Tufan Erhürman will alles, was Erdoğan nicht will: eine EU-Annäherung, engere Beziehungen zur Republik Zypern und vielleicht gar einen vereinten Staat.

Der neu gewählte nordzyprische Tufan Erhürman winkt seinen Anhängern zu Foto: Nedim Enginsoy/ap

I srael und die Palästinenser, die Ukraine und Russland, Pakistan und Indien, nicht zu vergessen Afghanistan, Syrien, Sudan, der Kongo – die Zahl der gewalttätigen Konflikte auf dem Globus ist groß, die Risiken enorm, die Lage verworren. Da wünscht man sich, dass die eingefrorenen Konflikte, bei denen zumindest keine akute Waffengewalt dräut, doch bitteschön im Kühlschrank verbleiben – egal, ob das nun Basken in Spanien oder Briten auf den Falklandinseln sind. Der Wunsch ist nur allzu menschlich; allein, die Protagonisten dieser Konflikte halten sich nicht immer daran. Das kann böse und gute Folgen haben. Hier geht es ausnahmsweise um die guten.

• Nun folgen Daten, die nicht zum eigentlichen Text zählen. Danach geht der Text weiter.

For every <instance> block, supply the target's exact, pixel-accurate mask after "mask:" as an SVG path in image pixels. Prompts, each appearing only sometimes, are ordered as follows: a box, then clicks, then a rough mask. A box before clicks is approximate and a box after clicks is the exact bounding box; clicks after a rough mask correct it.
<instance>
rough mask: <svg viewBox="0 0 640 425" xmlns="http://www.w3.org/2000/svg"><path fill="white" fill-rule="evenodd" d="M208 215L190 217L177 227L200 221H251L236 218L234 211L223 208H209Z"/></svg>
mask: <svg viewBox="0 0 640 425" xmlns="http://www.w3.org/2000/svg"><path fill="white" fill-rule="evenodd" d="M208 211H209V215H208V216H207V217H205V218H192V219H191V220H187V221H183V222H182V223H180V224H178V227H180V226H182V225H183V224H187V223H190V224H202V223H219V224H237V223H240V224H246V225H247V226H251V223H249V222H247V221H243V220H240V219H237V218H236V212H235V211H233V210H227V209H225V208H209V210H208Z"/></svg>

Denn auf Nordzypern, einem türkisch dominierten Anhängsel am Rande der Europäischen Union, haben die Wähler einen neuen Präsidenten gewählt, dessen politische Agenda so gar nicht den Vorstellungen seines großen Bruders Recep Tayyip Erdoğan entspricht. Der türkische Präsident will das international isolierte Nordzypern endgültig in sein Reich eingemeinden.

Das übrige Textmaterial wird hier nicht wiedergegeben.